- Episode no.: Season 3 Episode 15
- Directed by: Anthony Chun
- Written by: Lizzie Molyneux; Wendy Molyneux;
- Production code: 3ASA02
- Original air date: March 3, 2013

Guest appearances
- Pamela Adlon as Olsen Benner; Neil Flynn as Max Flush; David Herman as Mr. Frond; Laura Silverman as Andy; Sarah Silverman as Ollie; Bobby Tisdale as Zeke; Jon Hamm as toilet (uncredited);

Episode chronology
| ← Previous "Lindapendent Woman" | Next → "Topsy" |
- Bob's Burgers season 3

= O.T.: The Outside Toilet =

"O.T.: The Outside Toilet" is the 15th episode of the third season of the animated comedy series Bob's Burgers and the overall 37th episode, and is written by Lizzie and Wendy Molyneux and directed by Anthony Chun. It aired on Fox in the United States on March 3, 2013. This also marks the first episode that Larry Murphy was credited as Teddy in the main cast instead of a guest appearance.

==Plot==
The episode starts with a wooden crate falling off a truck and onto a cliff, where it breaks, and its contents start to glow. Bob has to go to court to contest a parking ticket and borrows Mort's client's suit, which was left behind at the funeral home. Meanwhile, Gene, who is demoralized when already failing a health assignment, discovers a talking toilet in the woods – capable of warming the seat and telling jokes, among other things – as he is on his way home. Gene shows his siblings the toilet, where he finds out that its battery is almost drained and needs charging.

The driver of the truck finds and tracks Gene back to the restaurant, where Bob and Linda are on their way to celebrate the dismissal of his ticket, mostly due to how "rich" he looks in the said suit. The truck driver, who introduces himself as Max Flush, announces that his toilet costs $14,000 and that he's very motivated to locate it. When Gene refuses to tell him the location of the toilet, he stakes out the restaurant. The kids enlist the help of the Pesto children and Zeke to transfer the toilet to a safer place. Meanwhile, Bob and Linda go to a fancy restaurant where Bob and "his suit" are being sent free drinks by the other patrons, and get drunk to the point that they have forgotten how to order food. They find Gene and the battery-drained toilet on the road and they go to a coffee shop, where Max Flush finds them and is revealed to be a toilet thief, he then tries to escape but is foiled by the kids and arrested.

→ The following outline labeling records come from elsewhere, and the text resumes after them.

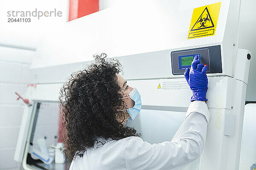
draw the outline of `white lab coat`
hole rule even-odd
[[[200,156],[209,118],[206,104],[193,102],[171,141],[151,144],[135,136],[109,140],[77,156],[70,170],[180,170]]]

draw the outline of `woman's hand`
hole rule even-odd
[[[191,101],[207,100],[206,98],[208,89],[208,79],[206,75],[207,68],[207,65],[200,64],[197,56],[194,58],[191,68],[187,68],[185,71],[185,78],[193,93]]]

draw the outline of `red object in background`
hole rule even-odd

The toilet is brought back to its owner in King's Head Island after a tearful goodbye with Gene, while Bob is forced to return the suit after the client's living relative catches him wearing it.

==Reception==
Rowan Kaiser of The A.V. Club gave the episode a A−, saying "Everything worked about "O.T. the Outside Toilet." I'm not sure I want Bob's Burgers to always remind me so much of The Simpsons, but I could be persuaded if it was always this good." Ross Bonaime of Paste gave the episode an 8.4, saying "The two stories combine in a perfect way, with the drunk Belcher parents helping Gene with his toilet friend, but they're too drunk to quite comprehend what's going on, and Gene eventually has to say goodbye to his best toilet/friend. It's all insane, but kind of sweet too, especially when Bob has an awkward heart-to-heart with Gene, and the entire family rises up to help Gene in his time of need. Once again, Bob's Burgers gets some of the best voice acting on TV as well, as Hamm is great as the toilet, constantly misunderstanding Gene's commands, like when Gene tells him "I love you," and Hamm responds, "you have to throw up?" It's the perfect balance of weirdness and heart that Bob's Burgers excels at."

The episode received a 1.7 rating and was watched by a total of 3.67 million people. This made it the fourth most watched show on Animation Domination that night, beating The Cleveland Show but losing to The Simpsons.